Associated come under the direction of a new CEO in August, Philip Lynn, who vowed to take a “hard look” at the company’s balance sheet in order to get in front of credit issues. While necessary, that hard look into the quality of ASBC’s more than $23 billion in assets appears to have been less than inspiring. The company has taken major strides to strengthen the balance sheet that is highly leveraged to CRE loans, and in the quarter Lynn increased the money set aside for loan losses by six-fold. The provision for losses now totals $395 million, up from just $65 million a year ago. The company was also required to charge-off nearly $234 million of their loan portfolio, with greater than 70% of those bad loans related to CRE loans. There could be more trouble ahead as $1.12 billion of their loan portfolio were non-performing at year’s end. This increase to loss provisions was not a surprise as Fitch downgraded the company’s credit in December because of their low coverage of loan-loss provision to non-performing loans.
In addition to Associated’s attempts to account for any further weakness in their loan portfolio, they also plan to bolster capital through a $400 million secondary offering. An offering of this size will undoubtedly be highly dilutive to existing shareholders, as the current market value of the company is under $1.5 billion. Associated will also cut their dividend for the second time this year, this time it will be slashed 80% from 5 cents per quarter to just 1 cent.

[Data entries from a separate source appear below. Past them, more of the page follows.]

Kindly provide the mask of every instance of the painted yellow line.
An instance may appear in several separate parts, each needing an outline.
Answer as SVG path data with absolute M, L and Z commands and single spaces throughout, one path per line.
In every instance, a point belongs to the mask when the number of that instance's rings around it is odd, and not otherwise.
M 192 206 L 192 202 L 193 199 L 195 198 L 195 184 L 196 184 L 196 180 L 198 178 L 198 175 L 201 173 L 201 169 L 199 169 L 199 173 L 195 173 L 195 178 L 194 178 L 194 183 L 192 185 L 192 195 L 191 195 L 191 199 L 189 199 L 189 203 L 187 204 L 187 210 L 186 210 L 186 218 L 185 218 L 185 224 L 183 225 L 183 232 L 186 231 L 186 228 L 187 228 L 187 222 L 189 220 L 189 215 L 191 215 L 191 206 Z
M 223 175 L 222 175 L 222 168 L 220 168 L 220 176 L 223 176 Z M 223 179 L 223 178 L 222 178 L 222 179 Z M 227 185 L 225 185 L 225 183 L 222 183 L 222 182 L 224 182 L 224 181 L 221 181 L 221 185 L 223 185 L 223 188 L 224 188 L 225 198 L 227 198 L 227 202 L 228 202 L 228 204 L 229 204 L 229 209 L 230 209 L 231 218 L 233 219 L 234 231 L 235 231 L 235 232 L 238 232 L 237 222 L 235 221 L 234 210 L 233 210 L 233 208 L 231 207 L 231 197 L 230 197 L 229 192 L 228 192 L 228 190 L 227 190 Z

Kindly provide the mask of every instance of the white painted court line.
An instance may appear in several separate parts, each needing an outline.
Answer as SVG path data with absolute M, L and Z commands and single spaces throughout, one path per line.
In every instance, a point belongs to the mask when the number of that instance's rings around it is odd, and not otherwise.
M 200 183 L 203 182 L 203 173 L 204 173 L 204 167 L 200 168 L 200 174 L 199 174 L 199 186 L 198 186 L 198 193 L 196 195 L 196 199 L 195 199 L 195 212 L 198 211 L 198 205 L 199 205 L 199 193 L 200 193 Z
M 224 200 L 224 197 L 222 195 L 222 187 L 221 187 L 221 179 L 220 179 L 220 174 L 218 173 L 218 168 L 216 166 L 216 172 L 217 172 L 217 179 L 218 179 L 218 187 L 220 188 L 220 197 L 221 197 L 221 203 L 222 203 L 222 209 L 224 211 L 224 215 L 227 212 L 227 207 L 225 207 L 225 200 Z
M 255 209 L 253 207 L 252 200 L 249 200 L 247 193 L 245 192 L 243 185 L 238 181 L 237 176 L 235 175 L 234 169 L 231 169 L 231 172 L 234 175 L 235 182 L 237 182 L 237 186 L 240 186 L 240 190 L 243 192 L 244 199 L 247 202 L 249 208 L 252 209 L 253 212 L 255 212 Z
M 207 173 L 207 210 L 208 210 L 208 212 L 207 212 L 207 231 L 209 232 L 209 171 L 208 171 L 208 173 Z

The moves the bank announced Monday and the wretched quarter do not inspire a lot of optimism towards the bank or the quality of their assets. Clearly, they are nowhere near ready to pay back their TARP loans of about $525 million, and instead are actively seeking more capital. It could be a painful process to get the bank back on more stabile footing and that could take some time. In fact, we are surprised that the stock is only trading 7% lower in late day trading. Coming into the week, we had placed our Fairly Valued rating on ASBC shares, but the poor results, susceptibility to risky CRE loans, and their dividend cut and shareholder dilutive capital raise may cause us to downgrade Associated Banc-Corp in an upcoming report.